Vuelves en el silencio que se prolonga en las ventanas abiertas.
Vuelves en la canción de un poema custodiado por la luna
y en el alma de unas palabras mal escritas, rebeldes, tiernas.

Te inventas en los espejos, en las tentaciones, en mis palabras,
en las abandonadas apariciones de un porvenir enmohecido.
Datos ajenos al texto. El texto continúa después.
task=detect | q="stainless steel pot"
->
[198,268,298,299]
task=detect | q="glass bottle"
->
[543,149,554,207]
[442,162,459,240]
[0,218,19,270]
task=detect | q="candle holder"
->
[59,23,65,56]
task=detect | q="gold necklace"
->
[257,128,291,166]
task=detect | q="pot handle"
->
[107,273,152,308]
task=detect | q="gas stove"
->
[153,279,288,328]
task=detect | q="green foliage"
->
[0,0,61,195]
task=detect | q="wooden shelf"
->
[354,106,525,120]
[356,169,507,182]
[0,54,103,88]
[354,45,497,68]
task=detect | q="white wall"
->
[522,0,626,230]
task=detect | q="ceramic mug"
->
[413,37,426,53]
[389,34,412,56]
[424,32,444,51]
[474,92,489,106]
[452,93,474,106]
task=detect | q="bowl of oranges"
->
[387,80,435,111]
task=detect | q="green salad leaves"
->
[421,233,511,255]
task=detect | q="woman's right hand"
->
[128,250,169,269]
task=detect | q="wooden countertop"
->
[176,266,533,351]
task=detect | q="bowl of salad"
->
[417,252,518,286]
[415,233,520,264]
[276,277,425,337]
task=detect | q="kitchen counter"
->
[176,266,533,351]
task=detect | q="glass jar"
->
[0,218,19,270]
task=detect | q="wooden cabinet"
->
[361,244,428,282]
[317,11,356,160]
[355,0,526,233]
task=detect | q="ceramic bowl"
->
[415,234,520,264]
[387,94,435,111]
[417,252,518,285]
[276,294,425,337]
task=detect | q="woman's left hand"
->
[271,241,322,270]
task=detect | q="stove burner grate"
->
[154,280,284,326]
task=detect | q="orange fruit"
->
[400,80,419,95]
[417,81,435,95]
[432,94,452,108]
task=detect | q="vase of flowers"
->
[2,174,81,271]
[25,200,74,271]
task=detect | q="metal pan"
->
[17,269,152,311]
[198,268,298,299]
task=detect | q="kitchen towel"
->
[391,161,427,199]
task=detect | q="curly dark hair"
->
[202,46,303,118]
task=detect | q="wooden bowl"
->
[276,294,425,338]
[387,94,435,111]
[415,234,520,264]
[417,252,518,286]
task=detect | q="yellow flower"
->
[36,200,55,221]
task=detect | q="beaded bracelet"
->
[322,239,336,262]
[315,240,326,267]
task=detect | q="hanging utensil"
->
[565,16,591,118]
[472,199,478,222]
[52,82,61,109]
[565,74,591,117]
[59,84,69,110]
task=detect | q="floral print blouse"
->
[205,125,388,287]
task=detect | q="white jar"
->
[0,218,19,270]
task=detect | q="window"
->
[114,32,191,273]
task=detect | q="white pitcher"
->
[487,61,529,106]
Te inventas en los juegos, en las trampas, en las plegarias
que adormecen tus sombras en mis escapadas manos verdes.

Hace mucho tiempo las horas te bordaron con los recuerdos.
Hace mucho tiempo tus pasos se confundieron con la casualidad.

Y sin embargo, eres el inacabado invierno labrado por la nieve.
Eres la ausencia más rebelde, el desamparado azar, la sonrisa.

Vuelves para desmentir mi soledad, para completar los adioses,
para abandonar la noche en un espacio después del tiempo.

Vuelves a inventarte en el amor, en la espesura de mi cuerpo,
como se inventan los sueños, que sucumben en el despertar.



Rolando del Pozo

Sunday, September 06, 2009

Mis horas

Mis horas son el relieve de un vacío sin nombre,
son el despertar en un comienzo semejante a mis culpas,
son la evidencia de un desprendido cielo que mira hacia atrás.

Mis horas son palabras desgarradas en una voz en flamas,
son los inicios de una luna sin pausas que reclama oscuridad
y tienen la forma de cristales de viento y el plumaje del adiós.

Hay luz donde se lastiman mis ansias, a la altura de tus senos.
Hay un ahora y un siempre que tienen apariencia de destino.
Hay un corazón olvidado en los costados de mi desesperación.

Sólo me quedan las formas de tus lágrimas, los fantasmas
y los repudios de un ángel silente, fraguado en soledades.

Mis horas están hechas de tenues reclamos y breves condenas.
Están hechas de tus íntimas fragancias y ocultos ardores.

Mis horas son abismos que se nutren de una indeleble poesía.
Poesía que es la imagen de un alfabeto difícil de pronunciar;
la llave que abre sombras en un verbo sin voces y asume la nada
y que tiñe de imposibles, tu cuerpo, tus voces, tu alma enamorada.